Обсуждение: Reducing stats collection overhead

Поиск

Список

Период

Сортировка

Reducing stats collection overhead

От

Tom Lane

Дата:

29 апреля 2007 г., 04:44:36

Arjen van der Meijden told me that according to the tweakers.net
benchmark, HEAD is noticeably slower than 8.2.4, and I soon confirmed
here that for small SELECT queries issued as separate transactions,
there's a significant difference.  I think much of the difference stems
from the fact that we now have stats_row_level ON by default, and so
every transaction sends a stats message that wasn't there by default
in 8.2.  When you're doing a few thousand transactions per second
(not hard for small read-only queries) that adds up.

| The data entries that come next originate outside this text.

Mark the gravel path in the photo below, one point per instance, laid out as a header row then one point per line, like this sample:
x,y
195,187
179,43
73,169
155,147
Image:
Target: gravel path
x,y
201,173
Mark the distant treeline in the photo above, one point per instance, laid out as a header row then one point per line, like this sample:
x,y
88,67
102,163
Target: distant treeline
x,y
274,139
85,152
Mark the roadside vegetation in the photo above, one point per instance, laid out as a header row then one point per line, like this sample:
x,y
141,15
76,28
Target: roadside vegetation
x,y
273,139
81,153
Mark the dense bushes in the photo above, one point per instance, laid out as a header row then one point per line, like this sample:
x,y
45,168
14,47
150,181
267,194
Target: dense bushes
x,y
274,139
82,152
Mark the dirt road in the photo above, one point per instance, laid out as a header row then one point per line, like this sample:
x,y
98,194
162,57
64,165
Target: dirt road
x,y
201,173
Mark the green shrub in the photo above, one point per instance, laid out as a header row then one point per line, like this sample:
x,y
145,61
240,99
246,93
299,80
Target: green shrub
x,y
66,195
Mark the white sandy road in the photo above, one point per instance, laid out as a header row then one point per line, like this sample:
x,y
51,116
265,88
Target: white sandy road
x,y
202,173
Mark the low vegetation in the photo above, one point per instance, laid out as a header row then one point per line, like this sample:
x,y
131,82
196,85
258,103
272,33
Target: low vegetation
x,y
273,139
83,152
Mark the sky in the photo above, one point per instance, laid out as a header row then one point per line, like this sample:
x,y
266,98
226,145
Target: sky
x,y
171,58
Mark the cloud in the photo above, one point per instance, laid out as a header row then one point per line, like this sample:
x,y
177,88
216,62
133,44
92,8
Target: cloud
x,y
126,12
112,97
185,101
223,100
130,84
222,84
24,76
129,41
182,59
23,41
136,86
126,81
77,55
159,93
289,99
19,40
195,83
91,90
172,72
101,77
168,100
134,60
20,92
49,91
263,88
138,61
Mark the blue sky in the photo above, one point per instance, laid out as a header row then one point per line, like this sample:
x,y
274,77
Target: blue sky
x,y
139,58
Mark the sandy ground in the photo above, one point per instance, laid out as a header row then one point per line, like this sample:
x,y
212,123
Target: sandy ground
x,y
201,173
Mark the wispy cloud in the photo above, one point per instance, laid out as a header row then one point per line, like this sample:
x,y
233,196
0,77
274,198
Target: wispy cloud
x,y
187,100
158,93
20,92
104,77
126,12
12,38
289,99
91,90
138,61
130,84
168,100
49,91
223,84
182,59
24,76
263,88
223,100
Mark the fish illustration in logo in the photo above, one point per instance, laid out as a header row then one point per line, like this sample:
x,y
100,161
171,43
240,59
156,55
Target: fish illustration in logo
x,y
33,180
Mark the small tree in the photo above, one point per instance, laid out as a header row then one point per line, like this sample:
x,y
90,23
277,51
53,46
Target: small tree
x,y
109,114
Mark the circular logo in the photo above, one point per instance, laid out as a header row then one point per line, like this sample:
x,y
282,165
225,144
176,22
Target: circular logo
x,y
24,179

It seems to me that this could be fixed fairly easily by allowing the
stats to accumulate across multiple small transactions before sending
a message.  There's surely not much point in kicking stats out quickly
when the stats collector only reports them to the world every half
second anyway.

The first design that comes to mind is that at transaction end
(pgstat_report_tabstat() time) we send a stats message only if at least
X milliseconds have elapsed since we last sent one, where X is
PGSTAT_STAT_INTERVAL or closely related to it.  We also make sure to
flush stats out before process exit.  This approach ensures that in a
lots-of-short-transactions scenario, we only need to send one stats
message every X msec, not one per query.  The cost is possible delay of
stats reports.  I claim that any transaction that makes a really sizable
change in the stats will run longer than X msec and therefore will send
its stats immediately.  Cases where a client does a small transaction
after sleeping for awhile (more than X msec) will also send immediately.
You might get a delay in reporting the last few transactions of a burst
of short transactions, but how much does it matter?  So I think that
complicating the design with, say, a timeout counter to force out the
stats after a sleep interval is not necessary.  Doing so would add a
couple of kernel calls to every client interaction so I'd really rather
avoid that.

Any thoughts, better ideas?
        regards, tom lane

Re: Reducing stats collection overhead

От

Bruce Momjian

Дата:

29 апреля 2007 г., 07:17:38

Yes, it seems we will have to do something for 8.3.  I assume the method
below would reduce frequent updates of the stats_command_string too.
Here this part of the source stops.